If we are to use the internet as a measure of how important certain events in history are, then the iPhone 5 is about 260 times more important than putting a man on the moon.

Apple iPhone 5 Rumored Longer Display Appears In ‘Leaked’ Photos, See How It Compares To The iPhone 4S [VIDEO, FEATURES]

A quick search on Google spews out more than 6.5 billion search results for 'iPhone 5' and just 25 million for arguably man's greatest ever achievement.

It's funny then, to think that the iPhone 5 doesn't actually exist, yet everyone from amateur bloggers to major newspapers (and yes, us too) feel compelled to write about every little detail, no matter how many times Apple "refuses to comment on unannounced products."

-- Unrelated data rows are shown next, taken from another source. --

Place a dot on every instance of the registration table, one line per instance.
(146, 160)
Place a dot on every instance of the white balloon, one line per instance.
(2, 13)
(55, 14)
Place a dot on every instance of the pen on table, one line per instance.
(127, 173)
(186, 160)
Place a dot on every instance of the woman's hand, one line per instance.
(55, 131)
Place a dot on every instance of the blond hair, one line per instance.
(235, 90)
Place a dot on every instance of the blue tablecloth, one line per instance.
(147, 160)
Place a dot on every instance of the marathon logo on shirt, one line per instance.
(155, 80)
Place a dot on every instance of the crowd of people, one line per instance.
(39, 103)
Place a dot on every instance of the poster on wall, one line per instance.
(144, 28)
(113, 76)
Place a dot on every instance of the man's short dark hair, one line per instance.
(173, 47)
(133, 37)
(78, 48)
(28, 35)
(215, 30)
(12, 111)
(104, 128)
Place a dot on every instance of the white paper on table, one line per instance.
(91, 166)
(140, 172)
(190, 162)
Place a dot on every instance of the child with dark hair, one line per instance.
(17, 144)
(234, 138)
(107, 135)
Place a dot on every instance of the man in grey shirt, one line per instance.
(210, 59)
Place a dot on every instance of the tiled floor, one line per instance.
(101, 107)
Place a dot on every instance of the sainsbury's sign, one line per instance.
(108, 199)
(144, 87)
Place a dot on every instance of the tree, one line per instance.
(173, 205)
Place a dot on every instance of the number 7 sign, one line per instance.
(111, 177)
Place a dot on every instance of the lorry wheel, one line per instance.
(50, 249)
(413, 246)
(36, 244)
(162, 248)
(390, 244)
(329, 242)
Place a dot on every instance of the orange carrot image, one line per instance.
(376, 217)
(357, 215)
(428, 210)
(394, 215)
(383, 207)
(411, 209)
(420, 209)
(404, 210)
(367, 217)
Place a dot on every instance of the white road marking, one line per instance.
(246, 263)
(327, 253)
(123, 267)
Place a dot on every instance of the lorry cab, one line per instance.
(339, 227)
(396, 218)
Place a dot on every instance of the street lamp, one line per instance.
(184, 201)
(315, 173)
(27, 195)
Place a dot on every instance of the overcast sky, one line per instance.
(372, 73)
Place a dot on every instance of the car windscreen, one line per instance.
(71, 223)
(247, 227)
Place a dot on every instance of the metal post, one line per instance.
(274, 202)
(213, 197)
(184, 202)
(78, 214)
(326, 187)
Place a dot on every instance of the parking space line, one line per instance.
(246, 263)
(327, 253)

Whether it's grainy (they're always grainy) photos of circuitry that is as likely to be from the iPhone 5 as the tapedeck of a 1982 Ford Fiesta, or some teenager who claims to have 'seen' devices called iPhone 5 visiting his blog of funny cat gifs, the internet is obsessed.

A search for iPhone 4S - which is, you know, the fifth iPhone - brings up around 500 million results, and that must surely include new users asking forums how it works and websites endlessly comparing it to other phones.

Yet, it's the iPhone 5 that leads the way, and here comes a massive spanner to throw in the works - Apple is never going to announce the iPhone 5.

No, and it won't be the iPhone 6 either, because once you start increasing the number each year where does it end? With the iPhone 26?

Apple will call the new iPhone, 'the new iPhone', just like it did with 'the new iPad'.

Sure, there's the tedium of needing a generation number and reference numbers and whatever else to separate new from old, but the actual brand name doesn't have to be anything more than iPhone.

We mentioned the Ford Fiesta for no reason earlier, so let's bring it up again. The Ford Fiesta has always been called the Ford Fiesta.

Yes, there's the Mk1 and Mk2 etc, but that extra bit of information is to bore people in the pub with when 'oh it's a new one' or 'it's from about 2004' will always suffice.

Which iPhone have you got? Oh, the new one. Easy.

The iPhone 5 has been talked about for over a year now and has appeared online so much it has become a bit of a joke, but we writers daren't call it anything else because, as Google proves, everyone is searching for it.

No one cares to ask if that iPod nano you're carrying is the 2, 3 or 4. Instead you say it's the new one, the tall one or the short and fat one - same goes for MacBooks, too.

Chronological numbering should be left for software and pencils, and has no place tacked on the end of product names when we all know the newest model is going to have the fastest processor and the biggest screen anyway.

From now on, Apple will sell a range of iPhones with varying specifications and screen sizes, with the price alone enough to explain which is the newest.